Arterial stiffness, which is an important predictor of cardiovascular disease [91], is measured by the method of pulse wave analysis using the Diagnostic Station DS20 (Schiller AG, Baar, Switzerland). The DS20 is a non-invasive cuff-based device capturing brachial blood pressure and pulse wave forms to estimate the central aortic hemodynamics and pulse wave velocity. After resting in a seated position for at least 10 min to ensure hemodynamic stability, measurements are performed on the dominant arm with the arm positioned on a table so that the middle of the cuff on the upper arm is at the level of the heart. Participants are instructed to refrain from talking and to sit with their back resting against the chair backrest, their feet flat on the floor, and their legs uncrossed. Three measurements per participant with a one-minute rest in between measurements are performed. Each measurement starts with a recording of brachial blood pressure followed by a pulse wave recording with the cuff inflated at the diastolic blood pressure level. Ten stable consecutive pulses are filtered and averaged by the device to calculate the central aortic pulse wave. Evaluation of shape and amplitude of the wave results in the following indirect measures of arterial stiffness (among others): pulse wave velocity, augmentation pressure, and augmentation index [92]. Pulse wave velocity is an estimate of the speed of the pressure wave traveling along the aortic and aorto-iliac pathway [93]. Augmentation pressure and augmentations index are both derived from the ascent of the aortic pressure waveform in late systole attributed to the early return of pulse wave reflection from peripheral sites [94, 95]. Due to heart rate dependency augmentation index is normalized at a heart rate of 75 beats per minute [96]. Blood pressure is measured in conjunction with the arterial stiffness assessment.

Objective anthropometric measurements are taken in the research center. Body height is measured while the participant is standing in an upright position on a stadiometer. Two consecutive measures are taken and the final result, recorded to the nearest 0.5 cm, is the mean of the two values. Body weight is measured in light clothing while the participant stands on an electric scale (Seca, Hamburg, Germany). Weight is recorded to the nearest 0.1 kg. Body mass index will be calculated as weight in kilograms divided by height squared in meters (kg/m²). Waist circumference is measured according to the instructions of the World Health Organization [97]. The measurement site is the midpoint between the lowest palpable rib and the top of the iliac crest [97]. Three consecutive measures are taken from the bare skin at the end of an exhalation. The mean of the three values will be recorded as the final result. Multi-frequency bioelectrical impedance measurement (InBody 720, Biospace, Seoul, Korea) provides information on body composition, that is, e.g. body fat mass, lean body mass and its distribution in the body. Measurements are performed according to the instructions of the manufacturer with participants wearing light clothing and standing barefoot on the device and holding the handles in both hands. Cases of non-removable metal jewelry or metal in the body are recorded. Participants with a pacemaker are excluded from the bioimpedance measurement.
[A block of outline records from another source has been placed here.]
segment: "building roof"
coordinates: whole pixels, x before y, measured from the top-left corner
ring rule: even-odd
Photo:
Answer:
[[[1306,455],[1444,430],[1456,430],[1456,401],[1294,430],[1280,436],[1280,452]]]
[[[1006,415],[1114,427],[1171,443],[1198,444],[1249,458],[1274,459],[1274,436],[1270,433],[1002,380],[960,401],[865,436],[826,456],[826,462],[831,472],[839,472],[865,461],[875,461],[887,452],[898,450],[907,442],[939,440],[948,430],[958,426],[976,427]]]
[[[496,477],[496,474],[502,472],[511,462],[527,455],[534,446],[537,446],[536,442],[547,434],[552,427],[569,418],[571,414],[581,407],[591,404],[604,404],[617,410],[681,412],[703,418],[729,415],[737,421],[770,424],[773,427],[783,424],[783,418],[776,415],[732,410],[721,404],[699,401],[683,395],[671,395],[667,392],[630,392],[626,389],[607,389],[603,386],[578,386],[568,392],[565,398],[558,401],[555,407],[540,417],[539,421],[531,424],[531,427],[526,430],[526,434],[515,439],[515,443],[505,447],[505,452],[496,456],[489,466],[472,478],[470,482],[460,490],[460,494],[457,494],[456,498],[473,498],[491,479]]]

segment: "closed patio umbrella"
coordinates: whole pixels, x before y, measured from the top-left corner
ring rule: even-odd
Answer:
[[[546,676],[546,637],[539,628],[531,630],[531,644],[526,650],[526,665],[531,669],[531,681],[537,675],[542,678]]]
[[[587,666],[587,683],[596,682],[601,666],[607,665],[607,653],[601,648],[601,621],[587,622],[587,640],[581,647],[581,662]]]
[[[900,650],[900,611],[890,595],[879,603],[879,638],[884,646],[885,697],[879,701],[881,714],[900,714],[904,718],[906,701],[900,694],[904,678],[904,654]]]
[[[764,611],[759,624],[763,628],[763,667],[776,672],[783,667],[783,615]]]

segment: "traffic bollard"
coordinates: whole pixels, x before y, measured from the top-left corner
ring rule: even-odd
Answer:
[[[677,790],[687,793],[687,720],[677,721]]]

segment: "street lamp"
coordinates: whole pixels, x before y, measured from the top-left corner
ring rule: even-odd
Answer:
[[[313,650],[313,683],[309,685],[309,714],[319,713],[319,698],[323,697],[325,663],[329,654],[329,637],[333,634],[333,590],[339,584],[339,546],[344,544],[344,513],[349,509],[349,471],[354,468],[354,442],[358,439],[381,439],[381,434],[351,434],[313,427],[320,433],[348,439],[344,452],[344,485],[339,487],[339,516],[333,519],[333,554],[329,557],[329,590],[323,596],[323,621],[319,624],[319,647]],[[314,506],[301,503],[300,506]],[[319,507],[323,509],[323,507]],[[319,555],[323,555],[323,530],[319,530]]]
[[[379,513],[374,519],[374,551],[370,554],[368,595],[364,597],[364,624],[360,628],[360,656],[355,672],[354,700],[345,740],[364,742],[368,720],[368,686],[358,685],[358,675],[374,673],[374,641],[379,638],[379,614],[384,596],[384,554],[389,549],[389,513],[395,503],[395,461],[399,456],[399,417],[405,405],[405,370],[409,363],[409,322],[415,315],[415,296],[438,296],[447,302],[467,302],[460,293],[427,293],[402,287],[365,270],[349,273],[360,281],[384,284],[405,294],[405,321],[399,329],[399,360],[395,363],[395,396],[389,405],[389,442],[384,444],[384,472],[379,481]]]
Physical frailty phenotype will be determined according to the criteria by Fried et al. [98]. Physical frailty phenotype indicators are: self-reported unintentional weight loss of > 5 kg in the past year (question 1 from SCREEN II-AB questionnaire [99]), exhaustion (questions seven and twenty of CES-D Scale [21]), and low physical activity (self-reporting only light physical activity or less [36, 100]), weakness (lowest quintile of handgrip strength from hand-held dynamometer in their own sex and age group), slowness (lowest quintile of three-meter normal walking speed in their own sex and age group). Frailty status is defined as no frailty (no indicators present), pre-frailty (one to two indicators), and frailty (≥3 indicators) [98].

Health behavior and health literacy

The average alcohol consumption is assessed separately for beer and cider, wine, and distilled beverages using five-point scales. For beer and cider, the response options range from zero (not at all) to four (more than 12 bottles a week), for wine, from zero (not at all) to four (more than two bottles a week), and for distilled liquor, from zero (not at all) to four (more than four bottles a month). In addition, we ask participants whether other people have been worried about their alcohol consumption or whether others have suggested drinking less. The response options are: one (never), two (yes, but not during the last year), and three (yes, during the last year). Smoking history is assessed by asking whether participants smoke or have smoked daily or almost daily at least for a year. Past smokers are asked to specify the age at smoking cessation [27].

Perceived own role in health behavior is assessed with three structured questions. Participants are asked whether they believe they can contribute to maintaining their health with response options: one (yes, I believe my contribution is very important), two (yes, I think my contribution matters), and three (no, I don’t think my contribution matters). Participants are asked whether they do something for maintaining or promoting their health, and to specify their act from a seven-item list: to exercise or to be physically active, to eat healthy, to try to quit smoking or decrease smoking, to take care not to drink too much alcohol, to take care not to work too much, to ensure sufficient sleep, and something else.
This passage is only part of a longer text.